Dr M. Šimėnas was also awarded the prestigious Marie Skłodowska-Curie Postdoctoral Fellowship for further application of cryogenic amplifier technologies in electron paramagnetic resonance research. The supervisor of the fellowship is Prof. Jūras Banys.
VU’s research infrastructure keeps pace with the world’s top universities
Asked to compare his research work at University College London, one of the top ten universities in the world, with his work at Vilnius University, Assoc. Prof. Dr M. Šimėnas did not see any major differences.
“The electron paramagnetic resonance infrastructure for research at Vilnius University is certainly just as good as the one I worked with in London. However, University College London does not subject people to so many administrative hassles and the procurement system was much simpler, we acquired the things we needed faster. But this is not a difference between universities, but between countries.

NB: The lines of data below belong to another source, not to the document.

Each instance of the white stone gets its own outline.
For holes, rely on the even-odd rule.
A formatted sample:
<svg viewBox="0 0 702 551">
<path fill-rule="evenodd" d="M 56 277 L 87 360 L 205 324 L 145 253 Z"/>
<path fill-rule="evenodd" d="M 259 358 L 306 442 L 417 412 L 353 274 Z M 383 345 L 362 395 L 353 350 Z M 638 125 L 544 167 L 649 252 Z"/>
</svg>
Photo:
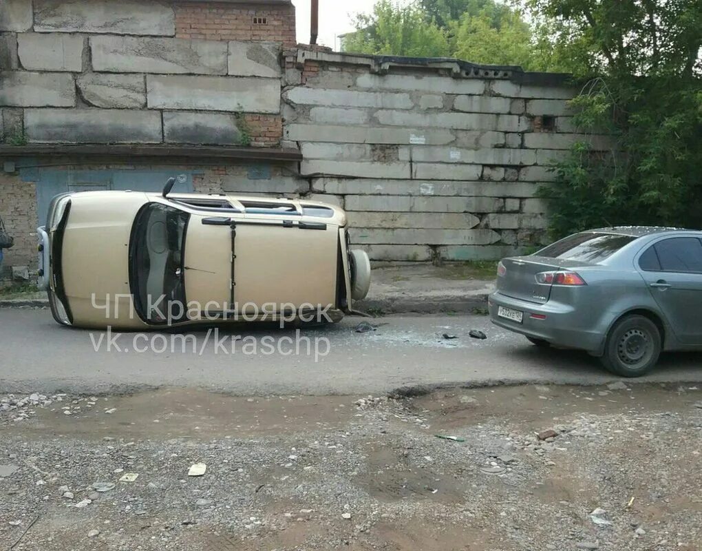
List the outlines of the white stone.
<svg viewBox="0 0 702 551">
<path fill-rule="evenodd" d="M 28 71 L 73 71 L 83 69 L 83 37 L 73 34 L 17 35 L 18 54 Z"/>
<path fill-rule="evenodd" d="M 368 253 L 371 260 L 423 262 L 432 259 L 430 247 L 414 245 L 364 245 L 359 247 Z"/>
<path fill-rule="evenodd" d="M 314 178 L 312 189 L 319 193 L 379 195 L 531 197 L 538 184 L 524 182 L 432 181 L 371 179 Z"/>
<path fill-rule="evenodd" d="M 531 115 L 559 117 L 573 115 L 568 102 L 564 100 L 529 100 L 526 102 L 526 110 L 527 114 Z"/>
<path fill-rule="evenodd" d="M 279 79 L 150 74 L 146 82 L 151 109 L 280 111 Z"/>
<path fill-rule="evenodd" d="M 491 245 L 500 240 L 493 230 L 380 229 L 351 228 L 351 242 L 362 245 Z"/>
<path fill-rule="evenodd" d="M 353 161 L 303 160 L 303 176 L 329 174 L 359 178 L 410 178 L 409 162 L 357 162 Z"/>
<path fill-rule="evenodd" d="M 309 190 L 306 180 L 294 176 L 273 176 L 270 180 L 249 180 L 241 176 L 225 176 L 223 191 L 232 193 L 299 193 Z"/>
<path fill-rule="evenodd" d="M 494 96 L 459 96 L 453 102 L 453 109 L 470 113 L 508 114 L 512 101 Z"/>
<path fill-rule="evenodd" d="M 524 167 L 519 170 L 519 180 L 522 182 L 550 182 L 557 178 L 548 167 Z"/>
<path fill-rule="evenodd" d="M 525 149 L 460 149 L 451 147 L 403 147 L 399 160 L 416 162 L 448 162 L 474 164 L 526 165 L 536 163 L 536 153 Z"/>
<path fill-rule="evenodd" d="M 485 82 L 473 79 L 451 79 L 438 74 L 416 77 L 411 74 L 362 74 L 356 79 L 359 88 L 372 90 L 407 90 L 436 93 L 482 94 Z"/>
<path fill-rule="evenodd" d="M 294 103 L 306 105 L 411 109 L 414 105 L 409 93 L 362 92 L 356 90 L 329 90 L 323 88 L 293 88 L 284 94 Z"/>
<path fill-rule="evenodd" d="M 510 98 L 526 98 L 539 99 L 571 99 L 576 91 L 564 86 L 538 86 L 528 84 L 520 85 L 508 80 L 494 81 L 491 89 L 496 96 Z"/>
<path fill-rule="evenodd" d="M 427 127 L 466 130 L 497 130 L 519 132 L 526 129 L 525 119 L 516 115 L 487 113 L 420 113 L 413 111 L 381 110 L 376 118 L 381 124 Z"/>
<path fill-rule="evenodd" d="M 444 96 L 430 94 L 419 98 L 419 107 L 422 109 L 443 109 Z"/>
<path fill-rule="evenodd" d="M 347 211 L 380 212 L 496 212 L 504 200 L 494 197 L 416 197 L 346 195 Z"/>
<path fill-rule="evenodd" d="M 492 130 L 456 130 L 455 134 L 456 142 L 451 145 L 457 148 L 482 149 L 507 145 L 507 134 L 504 132 Z"/>
<path fill-rule="evenodd" d="M 228 74 L 237 77 L 280 78 L 280 44 L 277 42 L 229 43 Z"/>
<path fill-rule="evenodd" d="M 224 113 L 164 112 L 164 138 L 174 143 L 237 145 L 241 134 L 233 115 Z"/>
<path fill-rule="evenodd" d="M 226 74 L 227 44 L 214 40 L 92 37 L 93 68 L 107 72 Z"/>
<path fill-rule="evenodd" d="M 523 250 L 505 245 L 454 245 L 439 247 L 439 254 L 444 260 L 499 260 L 522 254 Z"/>
<path fill-rule="evenodd" d="M 413 136 L 427 145 L 441 145 L 453 141 L 448 130 L 433 129 L 380 128 L 374 127 L 328 126 L 322 124 L 286 124 L 283 128 L 286 139 L 293 141 L 338 141 L 347 143 L 411 143 Z"/>
<path fill-rule="evenodd" d="M 146 105 L 146 83 L 141 74 L 85 73 L 76 84 L 83 99 L 94 107 L 138 109 Z"/>
<path fill-rule="evenodd" d="M 159 143 L 161 113 L 126 109 L 27 109 L 30 142 L 45 143 Z"/>
<path fill-rule="evenodd" d="M 548 211 L 548 203 L 543 199 L 524 199 L 522 212 L 525 214 L 543 214 Z"/>
<path fill-rule="evenodd" d="M 364 124 L 369 114 L 362 109 L 343 109 L 333 107 L 313 107 L 310 110 L 310 120 L 313 122 L 331 122 L 336 124 Z"/>
<path fill-rule="evenodd" d="M 576 142 L 584 142 L 595 150 L 604 150 L 612 145 L 612 140 L 597 134 L 567 134 L 555 132 L 529 132 L 524 134 L 524 147 L 544 149 L 570 149 Z"/>
<path fill-rule="evenodd" d="M 8 71 L 0 73 L 0 105 L 73 107 L 75 89 L 73 77 L 65 72 Z"/>
<path fill-rule="evenodd" d="M 347 215 L 352 228 L 470 229 L 480 223 L 480 219 L 470 213 L 349 211 Z"/>
<path fill-rule="evenodd" d="M 478 180 L 482 174 L 479 164 L 449 164 L 416 162 L 412 178 L 416 180 Z"/>
<path fill-rule="evenodd" d="M 0 31 L 25 32 L 33 22 L 30 0 L 0 1 Z"/>
<path fill-rule="evenodd" d="M 491 213 L 486 221 L 487 227 L 494 230 L 544 229 L 548 225 L 543 214 Z"/>
<path fill-rule="evenodd" d="M 303 153 L 303 157 L 305 159 L 329 159 L 337 161 L 371 161 L 373 160 L 373 145 L 364 143 L 312 142 L 303 143 L 300 150 Z M 392 160 L 397 160 L 397 155 L 395 155 L 395 158 Z M 409 159 L 406 158 L 402 160 L 406 161 L 409 160 Z"/>
<path fill-rule="evenodd" d="M 173 6 L 159 0 L 34 0 L 34 30 L 41 32 L 176 33 Z"/>
</svg>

The base salary in Lithuania is lower but there are a lot of additional sources of funding, so if we were to put in the effort and desire, we could get to the same level as University College London,” the scientist described his experience.
The Marius Jakulis Jason and Vilnius University foundations contributed to returning Assoc. Prof. Dr M. Šimėnas to Vilnius University by providing scholarships. The scientist admits he always knew he would return to work in Vilnius.
“It was never my intention to stay abroad. Even before I left, I knew I would return to Vilnius University to continue my research. I had a research associate agreement with the VU as I was working in London, so I never really distanced myself from my Alma Mater. London was just a pit stop for me to gain knowledge,” the scientist said.